In the season of the Olympics we witness people performing extreme acts of excellence whose precision appears more godly than human. This long weekend I spent in Boston, laying on the carpet with a pen heavy in my hand as the television presented men’s figure skating, bobsledding, skiing, snowboarding. When we finally left the house we stepped past the giant baby heads at the Boston MFA and saw a giant Chihuly tree, prints and print blocks by M.C. Escher carved with delicate accuracy, whose image confounds entirely. Later that evening we went to the Boston Symphony Hall where a man played a piano concerto with only his left hand. The piece was composed by Ravel and was played by Jean-Yves Thibaudet who came out for five encores after. Amazing, certainly, but the man himself was no less humble. And why should he be?
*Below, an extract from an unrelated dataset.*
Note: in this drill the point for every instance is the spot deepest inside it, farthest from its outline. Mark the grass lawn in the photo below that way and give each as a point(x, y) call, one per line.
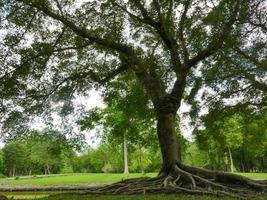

The weekend, what a human needs, while these individuals displayed a kind of aptitude that can only be presented when that person has immersed their body and mind in the thing. That thing, without a “well rounded” compass that might lead them. The thing as the compass, that would lead them. I’m all for Liberal Arts and the practice of critical thinking, but there is something to be said for identifying a core skill or, shall I say, aptitude that lies within and taking it to the limit. With joy, with determination, with encouragement. And, while we’re here, with courage.
The wrungs of excellence are hard worn. And the most pressing seems to be wrought from the mind. Besides physical training, excellence comes out of a strong inner centeredness. To create a body/mind alignment is, in my view, the most significant thing, and a strong sense of confidence and self-discipline that would overcome the inevitable doubts and pains in making yourself vulnerable apprehend.
Now, in the cold, in the New York City, late winter rain, to be excellent feels all the more difficult. But of course, whether you are sitting in a couch or lying on a carpet, whether you are rocking on a train car. The minutia is in the intake of a breath, in an attempt to absorb the essence of acceptance in the moment. Escher could only carve one valley at a time.